3. Neoplasias Endócrinas Múltiplas e Paratireoide
O hiperparatireoidismo primário em humanos é uma característica de vários distúrbios genéticos. Em cães, uma forma hereditária foi confirmada apenas no Kerry Blue Terrier. A neoplasia endócrina múltipla é uma doença genética bem definida em humanos. Em animais, o termo
neoplasia endócrina concorrente (NEC) é preferido porque sua base genética permanece obscura. Mais de 50% dos casos de diabetes insipidus central (CDI) em humanos são idiopáticos.
4. Diabetes Insipidus & Glândulas Mamárias
O CDI é uma doença rara em cães e gatos. O diabetes insipidus nefrógeno congênito (NDI) é a principal causa em humanos. O NDI congênito é extremamente raro em cães e nunca foi relatado em gatos. As glândulas mamárias caninas são capazes de produzir hormônio do crescimento.
Sistema Reprodutivo
1. Ciclos Estral e Anatomia Uterina
Os ciclos estral e os padrões de ovulação de cães e gatos diferem completamente dos humanos: cães e gatos são ovuladores induzidos, enquanto os humanos são ovuladores espontâneos. O pênis do gato possui espinhos que estimulam a ovulação na rainha durante a cópula. O pênis do cão contém um os penis (osso peniano). Os humanos têm um útero simples, enquanto cães e gatos têm um útero bicorne.
Sistemas Musculoesquelético & Respiratório
1. Principais Diferenças
O músculo tríceps braquial canino tem quatro cabeças, em comparação com três nos humanos. Existem diferenças significativas entre humanos, cães e gatos em termos de número de lobos pulmonares, espessura pleural e integridade mediastinal.
Imunologia, Farmacologia & Toxicologia
1. Diferenças Imunológicas
Em cães, o antígeno CD4 não é apenas expresso em células T auxiliares, mas também em alta densidade em neutrófilos. Os alvos terapêuticos para dermatite atópica diferem: os tratamentos caninos visam principalmente a citocina IL-31, enquanto as terapias humanas se concentram em anticorpos contra IL-4, IL-13 e outras citocinas.

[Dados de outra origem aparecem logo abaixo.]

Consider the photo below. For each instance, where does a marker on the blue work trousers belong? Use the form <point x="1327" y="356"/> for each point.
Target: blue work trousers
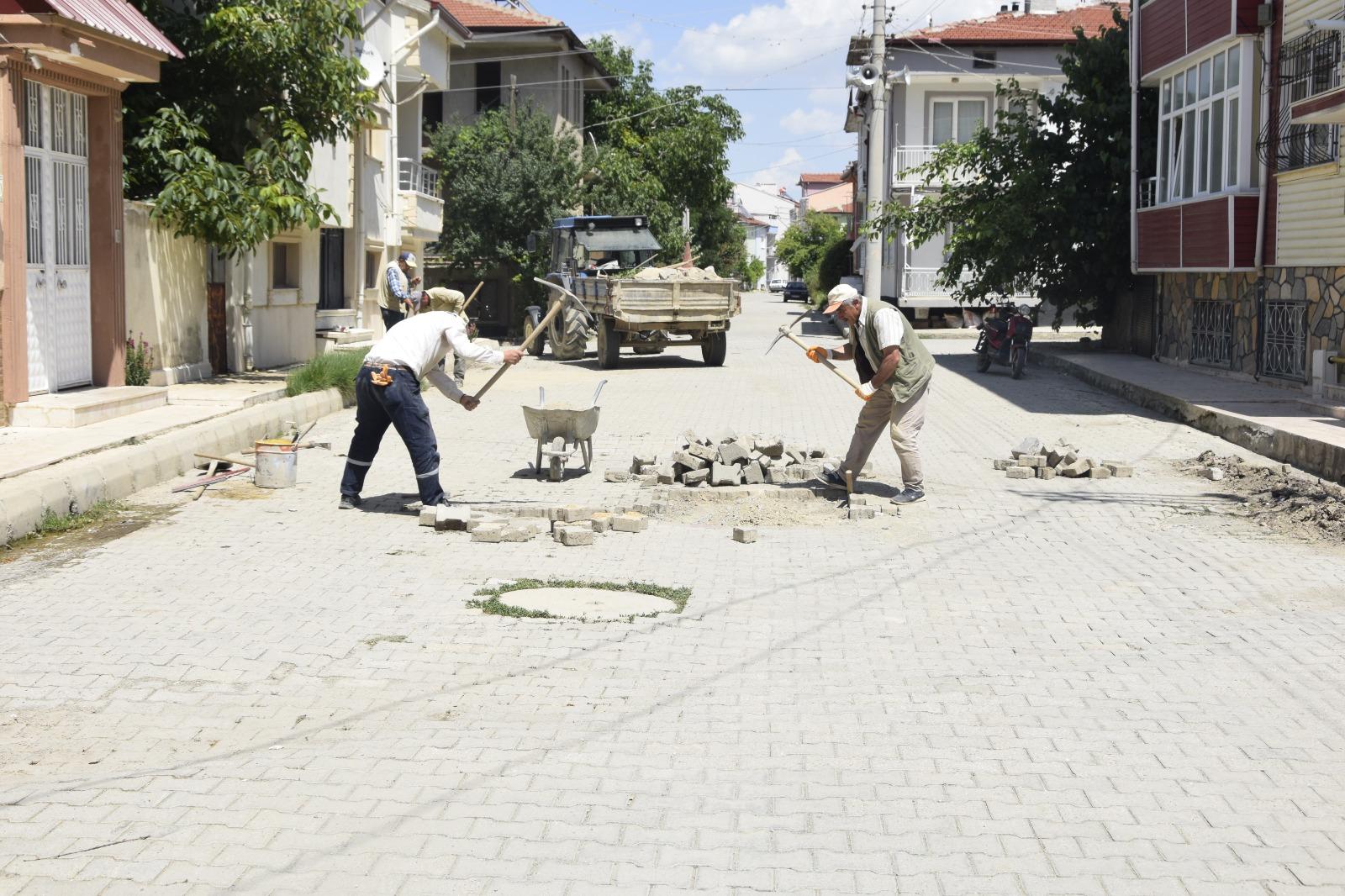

2. Doenças Autoimunes & Tóxicos
A síndrome poliendócrina autoimune (APS) é um distúrbio bem definido em humanos. No entanto, a existência de verdadeira APS em cães permanece controversa, e é extremamente rara em gatos. O paracetamol e o ibuprofeno são altamente tóxicos para gatos porque eles não possuem o gene UGT1A6 e não conseguem metabolizar esses medicamentos via glucuronidação. Inseticidas piretroides também são altamente tóxicos para gatos e nunca devem ser usados neles.
3. Farmacogenética & Respostas Oculares a Medicamentos
Mutação do gene MDR1 são comuns em raças de pastoreio, como os Collies, tornando-os altamente sensíveis a múltiplos medicamentos, incluindo ivermectina e loperamida. Diferenças na distribuição e função dos receptores adrenérgicos nos músculos esfíncter e dilatador da íris de cães e gatos resultam em suas respostas distintas a certos medicamentos oftálmicos (por exemplo, timolol) em comparação com os humanos.
As diferenças disciplinares delineadas acima são apenas a ponta do iceberg, e todas elas apontam para um fato central: as lacunas profundas nas ciências básicas permeiam cada passo do diagnóstico e tratamento, moldando diretamente as decisões clínicas.